The Catalan simplicial set II

TL;DR

This paper extends the classification of skew-monoidal categories using the Catalan simplicial set to skew monoidales in monoidal bicategories and further characterizes monoidal bicategories via maps from the Catalan set.

Contribution

It generalizes the classification of skew-monoidal structures to higher categorical contexts using the Catalan simplicial set.

Findings

Skew-monoidales in monoidal bicategories are classified by maps from the Catalan set.

Monoidal bicategories are characterized by maps from the Catalan set to nerves of Bicat.

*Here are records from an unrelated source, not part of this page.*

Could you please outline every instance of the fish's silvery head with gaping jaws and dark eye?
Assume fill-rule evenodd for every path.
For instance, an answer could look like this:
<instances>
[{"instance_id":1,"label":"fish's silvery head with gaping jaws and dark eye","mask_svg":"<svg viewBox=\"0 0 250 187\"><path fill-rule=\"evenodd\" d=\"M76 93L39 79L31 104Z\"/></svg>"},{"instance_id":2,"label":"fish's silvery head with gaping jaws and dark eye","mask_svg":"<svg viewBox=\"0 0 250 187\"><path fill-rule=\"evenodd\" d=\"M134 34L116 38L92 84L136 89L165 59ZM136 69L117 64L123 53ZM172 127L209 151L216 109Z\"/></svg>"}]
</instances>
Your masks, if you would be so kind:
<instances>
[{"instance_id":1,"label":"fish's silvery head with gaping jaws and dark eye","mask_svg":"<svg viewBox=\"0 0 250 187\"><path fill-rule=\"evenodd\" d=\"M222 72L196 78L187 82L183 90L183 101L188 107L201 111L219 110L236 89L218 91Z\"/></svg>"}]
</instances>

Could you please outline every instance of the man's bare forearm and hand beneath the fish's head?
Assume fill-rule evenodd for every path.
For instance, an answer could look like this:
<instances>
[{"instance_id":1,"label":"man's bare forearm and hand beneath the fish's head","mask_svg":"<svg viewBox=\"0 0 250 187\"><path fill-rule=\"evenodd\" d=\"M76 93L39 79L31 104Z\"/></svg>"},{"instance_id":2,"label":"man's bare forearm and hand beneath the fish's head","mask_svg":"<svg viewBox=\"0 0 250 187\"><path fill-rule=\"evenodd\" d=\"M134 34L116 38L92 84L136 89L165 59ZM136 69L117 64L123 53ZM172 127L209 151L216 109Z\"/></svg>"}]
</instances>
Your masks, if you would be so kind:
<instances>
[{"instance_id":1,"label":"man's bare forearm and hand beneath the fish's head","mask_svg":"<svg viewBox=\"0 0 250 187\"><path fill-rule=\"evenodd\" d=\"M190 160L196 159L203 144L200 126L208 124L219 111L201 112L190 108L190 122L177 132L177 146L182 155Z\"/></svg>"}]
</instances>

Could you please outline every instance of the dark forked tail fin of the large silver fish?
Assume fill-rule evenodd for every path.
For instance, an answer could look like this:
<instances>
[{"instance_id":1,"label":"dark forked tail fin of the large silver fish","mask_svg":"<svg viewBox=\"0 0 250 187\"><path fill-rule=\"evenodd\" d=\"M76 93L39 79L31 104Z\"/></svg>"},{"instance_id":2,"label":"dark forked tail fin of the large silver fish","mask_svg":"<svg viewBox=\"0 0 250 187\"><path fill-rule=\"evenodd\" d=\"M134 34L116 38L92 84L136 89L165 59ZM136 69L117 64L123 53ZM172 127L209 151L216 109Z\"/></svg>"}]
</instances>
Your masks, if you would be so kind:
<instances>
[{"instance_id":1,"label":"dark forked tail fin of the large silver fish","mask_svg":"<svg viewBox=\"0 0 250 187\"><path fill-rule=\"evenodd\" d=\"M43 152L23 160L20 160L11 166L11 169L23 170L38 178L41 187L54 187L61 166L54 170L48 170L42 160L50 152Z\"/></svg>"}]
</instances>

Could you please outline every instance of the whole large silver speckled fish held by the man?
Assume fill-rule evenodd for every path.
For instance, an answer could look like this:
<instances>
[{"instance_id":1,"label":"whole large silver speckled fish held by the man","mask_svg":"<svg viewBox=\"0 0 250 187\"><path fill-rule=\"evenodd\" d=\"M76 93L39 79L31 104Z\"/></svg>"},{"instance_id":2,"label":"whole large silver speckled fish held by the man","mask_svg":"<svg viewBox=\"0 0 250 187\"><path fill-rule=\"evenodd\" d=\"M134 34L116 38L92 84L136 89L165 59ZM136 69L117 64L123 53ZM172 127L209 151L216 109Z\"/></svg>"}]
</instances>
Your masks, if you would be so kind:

A new definition of skew-monoidal bicategory consistent with existing theory is provided.

Abstract

The Catalan simplicial set $\mathbb{C}$ is known to classify skew-monoidal categories in the sense that a map from $\mathbb{C}$ to a suitably defined nerve of $\mathrm{Cat}$ is precisely a skew-monoidal category \cite{Catalan1}. We extend this result to the case of skew monoidales internal to any monoidal bicategory $\mathcal{B}$. We then show that monoidal bicategories themselves are classified by maps from $\mathbb{C}$ to a suitably defined nerve of $\mathrm{Bicat}$ and extend this result to obtain a definition of skew-monoidal bicategory that aligns with existing theory.